French Bishop and Cardinal

François-Désiré Mathieu (27 May 1839, Einville-au-Jard, Meurthe-et-Moselle – 26 October 1908, London) was a French Bishop and Cardinal.

==Biography==
He made his studies in the diocesan school and the seminary of the Diocese of Nancy, and was ordained priest in 1863. He was engaged successively as professor in the school (petit séminaire) of Pont-à-Mousson, chaplain to the Dominicanesses at Nancy (1879), and parish priest of Saint-Martin at Pont-à-Mousson (1890).

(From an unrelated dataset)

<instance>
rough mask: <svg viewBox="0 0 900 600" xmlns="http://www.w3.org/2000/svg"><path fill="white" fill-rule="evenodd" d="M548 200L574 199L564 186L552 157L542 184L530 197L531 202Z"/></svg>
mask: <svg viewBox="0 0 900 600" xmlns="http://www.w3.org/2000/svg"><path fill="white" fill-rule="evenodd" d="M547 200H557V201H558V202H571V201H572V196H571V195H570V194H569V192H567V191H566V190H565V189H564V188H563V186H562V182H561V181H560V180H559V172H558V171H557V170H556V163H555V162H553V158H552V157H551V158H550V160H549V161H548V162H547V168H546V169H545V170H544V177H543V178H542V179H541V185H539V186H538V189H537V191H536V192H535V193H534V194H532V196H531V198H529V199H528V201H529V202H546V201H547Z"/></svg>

Meanwhile, he had won the Degree of Doctor of Letters with a Latin and a French thesis, the latter being honoured with a prize from the Académie française for two years.

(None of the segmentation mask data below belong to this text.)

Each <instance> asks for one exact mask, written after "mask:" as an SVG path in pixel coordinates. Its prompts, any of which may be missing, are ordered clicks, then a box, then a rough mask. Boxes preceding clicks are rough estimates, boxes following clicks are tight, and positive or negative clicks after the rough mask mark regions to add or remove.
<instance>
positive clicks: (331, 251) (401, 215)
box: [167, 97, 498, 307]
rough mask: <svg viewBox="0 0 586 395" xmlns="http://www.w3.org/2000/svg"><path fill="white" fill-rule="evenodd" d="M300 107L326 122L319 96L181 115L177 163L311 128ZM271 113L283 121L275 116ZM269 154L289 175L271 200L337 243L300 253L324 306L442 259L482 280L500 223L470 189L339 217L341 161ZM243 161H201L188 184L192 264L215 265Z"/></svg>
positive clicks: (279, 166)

On 3 January 1893, he was nominated to the Bishopric of Angers, was preconized on 19 January, and consecrated on 20 March. He succeeded Charles Émile Freppel, one of the most remarkable bishops of his time, and set himself to maintain all his predecessor's good works. To these he added the work of facilitating the education of poor children destined for the priesthood. He inaugurated the same enterprise in the Diocese of Toulouse, to which he was transferred three years later (30 May 1896) by a formal order of Pope Leo XIII. In his new see he laboured, in accordance with the views of this pontiff, to rally Catholics to the French Government.

With this aim he wrote the Devoir des catholiques, an episcopal charge which attracted wide attention and earned for him the pope's congratulations. In addition he was summoned to Rome to be a cardinal at the curia (19 June 1899).

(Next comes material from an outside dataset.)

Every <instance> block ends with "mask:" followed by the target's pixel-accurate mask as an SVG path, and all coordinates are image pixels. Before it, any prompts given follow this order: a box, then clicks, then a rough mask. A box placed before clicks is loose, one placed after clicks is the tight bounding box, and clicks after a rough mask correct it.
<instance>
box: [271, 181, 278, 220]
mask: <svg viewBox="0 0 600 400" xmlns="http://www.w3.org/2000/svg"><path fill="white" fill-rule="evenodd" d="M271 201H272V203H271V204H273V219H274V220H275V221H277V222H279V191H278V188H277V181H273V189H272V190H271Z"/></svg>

Having resigned the See of Toulouse (14 December 1899), his activities were thenceforward absorbed in the work of the Roman congregations and some secret diplomatic negotiations. Nevertheless, he found leisure to write on the Concordat of 1801 and the conclave of 1903.

In 1907 he was admitted to the Académie française with a discourse which attracted much notice. Death came to him unexpectedly next year in London, whither he had gone to assist at the Eucharistic Congress.

==Works==

Under a somewhat commonplace exterior he had an inquiring mind. His works include;

- "De Joannis abbatis Gorziensis vita" (Nancy 1878);
- "L'Ancien Régime dans la Province de Lorraine et Barrois" (Paris, 1871; 3rd ed., 1907);
- "Le Concordat de 1801" (Paris, 1903);
- "Les derniers jours de Leon XIII et le conclave de 1903" (Paris, 1904);
- "L'Ancien Régime En Lorraine Et Barrois, d'Après Des Documents Inédits: 1698-1789";
- "Instruction Pastorale de de Monseigneur L'Archeveque de Toulouse sur les Devoirs des Catholiques a l'heure presente et Mandement pour le Careme de l'an de grâce 1897";
- "Oeuvres".

A new edition of his works began to appear in Paris, July, 1910.